Army Form A.22 - marriage and baptisms

 
This form is not commonly seen in surviving service records but it can provide much useful information; almost a surrogate parish register entry. In the example above we see the date of the marriage, the names of the married couple, the church where they were married, the witnesses, and the name of the officiating minister, in this case a Catholic priest.
 
The man concerned, had been discharged to the Army Reserve only a few weeks earlier, but as he was still on the Army Reserve, this form found its way into his record.
 
This image is from series WO 97 and is Crown Copyright, The National Archives.

Monday, 14 September 2015

Army Form B.110 - Attestation: Post Office Corps & Royal Engineers


You don't see this form every day, although judging by the date at the top, it had probably been in circulation for a while. This particular attestation paper dates to 1897 and a print-run of 1000 of which this particular form was the eighth version.

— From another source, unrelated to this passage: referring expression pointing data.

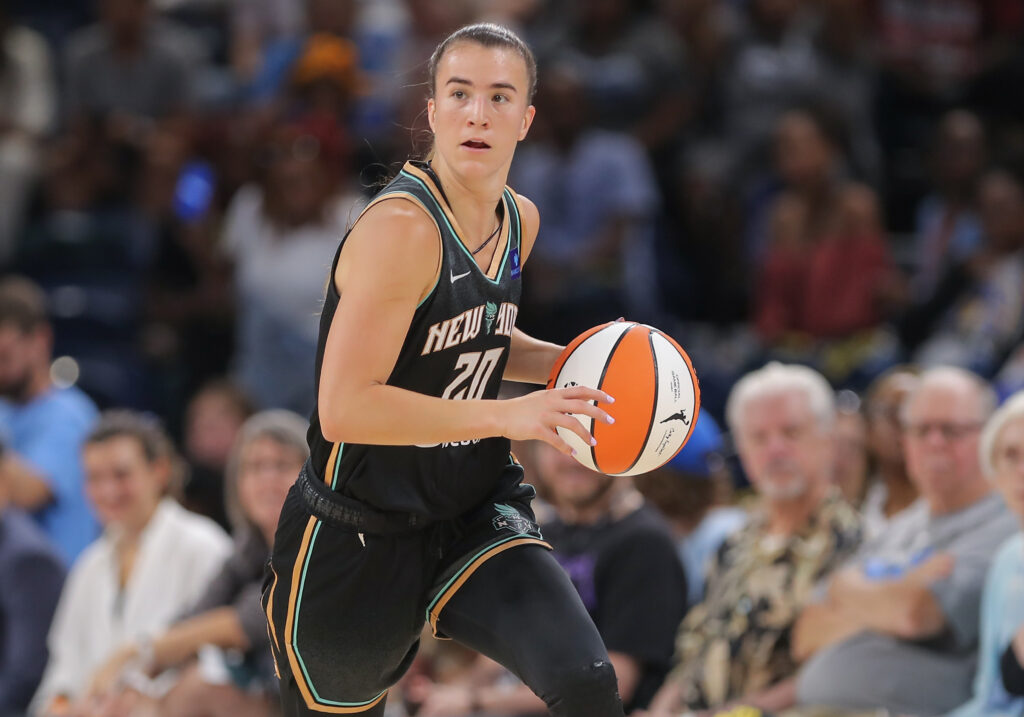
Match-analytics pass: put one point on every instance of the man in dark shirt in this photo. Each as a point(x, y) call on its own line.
point(31, 577)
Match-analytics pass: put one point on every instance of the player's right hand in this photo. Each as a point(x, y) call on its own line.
point(537, 416)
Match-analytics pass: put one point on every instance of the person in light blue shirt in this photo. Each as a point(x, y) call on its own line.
point(684, 490)
point(1001, 450)
point(41, 425)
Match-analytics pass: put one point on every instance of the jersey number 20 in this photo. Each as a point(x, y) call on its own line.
point(474, 370)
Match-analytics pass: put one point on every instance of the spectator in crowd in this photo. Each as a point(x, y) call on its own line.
point(847, 79)
point(281, 234)
point(621, 557)
point(898, 627)
point(976, 317)
point(997, 684)
point(130, 68)
point(31, 575)
point(947, 232)
point(826, 270)
point(255, 26)
point(265, 458)
point(327, 19)
point(689, 492)
point(28, 109)
point(890, 490)
point(850, 456)
point(597, 194)
point(153, 561)
point(630, 67)
point(212, 421)
point(734, 646)
point(188, 311)
point(773, 68)
point(42, 424)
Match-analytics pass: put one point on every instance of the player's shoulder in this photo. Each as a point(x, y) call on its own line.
point(529, 219)
point(397, 215)
point(527, 210)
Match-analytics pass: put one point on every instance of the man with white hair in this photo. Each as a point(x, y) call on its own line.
point(734, 646)
point(898, 627)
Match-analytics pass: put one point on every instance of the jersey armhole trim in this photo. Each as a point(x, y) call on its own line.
point(518, 219)
point(398, 194)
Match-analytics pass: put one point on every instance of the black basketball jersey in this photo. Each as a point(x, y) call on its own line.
point(456, 348)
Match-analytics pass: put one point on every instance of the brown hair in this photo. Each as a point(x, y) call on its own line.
point(488, 35)
point(148, 433)
point(22, 303)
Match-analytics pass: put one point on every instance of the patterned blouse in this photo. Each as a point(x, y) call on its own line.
point(737, 640)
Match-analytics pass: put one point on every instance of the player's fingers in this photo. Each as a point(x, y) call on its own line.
point(588, 409)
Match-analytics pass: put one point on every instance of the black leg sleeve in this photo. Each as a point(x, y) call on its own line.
point(1013, 672)
point(520, 609)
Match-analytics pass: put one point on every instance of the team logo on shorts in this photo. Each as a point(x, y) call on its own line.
point(511, 519)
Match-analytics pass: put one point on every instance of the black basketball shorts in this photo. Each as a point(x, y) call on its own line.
point(346, 608)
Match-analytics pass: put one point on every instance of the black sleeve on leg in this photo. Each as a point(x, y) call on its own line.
point(1013, 672)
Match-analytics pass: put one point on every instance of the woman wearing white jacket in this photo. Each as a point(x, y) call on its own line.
point(153, 560)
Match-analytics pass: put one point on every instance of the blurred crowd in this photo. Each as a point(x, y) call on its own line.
point(833, 188)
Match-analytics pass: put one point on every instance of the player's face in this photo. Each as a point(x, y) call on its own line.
point(122, 483)
point(569, 482)
point(266, 471)
point(480, 108)
point(781, 445)
point(1008, 459)
point(940, 439)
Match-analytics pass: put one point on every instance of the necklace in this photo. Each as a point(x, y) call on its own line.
point(487, 240)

The man concerned was 4607 William Henry Butt, a 27-year-old telegraphist by trade who would go on to extend his service to 12 years and finally get discharged in 1912. Two years later he would be back in uniform, still with the Royal Engineers, and earning the 1914 Star, British War and Victory Medals and Medaille Militaire to add to his Boer War pair. I bought some of these medals at auction last week.

Sunday, 28 June 2015

Army Form B.463B - General Mobilization (Special Reserve)

 
Here's an interesting document dating to August 1914. How many times have we read about the procedures for mobilization; the notices displayed in towns and villages as well as those issued to the men themselves along with travel warrants?
 
Well here's just such a notice and a warrant, in this case issued to a man of the Special Reserve. The document informs the man that he is to present at Edinburgh on 5th August 1914 and to bring with him his "Small Book", Life Certificate and Identity Certificate. It continues,
 
"Take this notice to the nearest Money Order Office and the Postmaster will, on your signing the attached receipt, pay you the sum of three shillings as an advance of pay to be adjusted when you join."
 
If the man needed to travel by train to his place of assembly, the left hand portion of the form has this covered as it is a travel warrant granting the man free travel to or from the United Kingdom, Channel Islands and Isle of Man. The Railway Company would, in time, claim the fare back from the War Office.
 
This form was to be issued to men of the Special Reserve and there was presumably an almost identical form which was used for men of the Army Reserve; possibly - and I'm guessing here - Army Form B.463A.

Sunday, 7 June 2015

Army Form E.504 - Militia Attestation

 
There are plenty of these forms in WO 363 (First World War service records), WO 364 (pension records)  and, of course, WO 96 (militia attestations). The militia, replaced by the Special Reserve in 1908, was an ideal testing ground for many men who wanted to see if they were suited for army life, but without the full-time commitment.
 
 
The forms are very similar to the forms used by the regular army, and give that essential detail so beloved by family and military historians: place of birth, place of residence, age, occupation... in short, all the essential detail that can act as a springboard for further research.
 
 
The papers in WO 96 are certainly the best preserved and I think in general that this series can often be overlooked. To my mind, it's always worthy of further investigation and on more than one occasion I have discovered papers here for a man whose First World War papers went up in smoke in 1940.
 
In common with other army forms - and attestation forms in particular, Army Form E.504 went through various iterations and amendments. The version I have reproduced here dates to April 1891 and was the 13th variant of this particular document.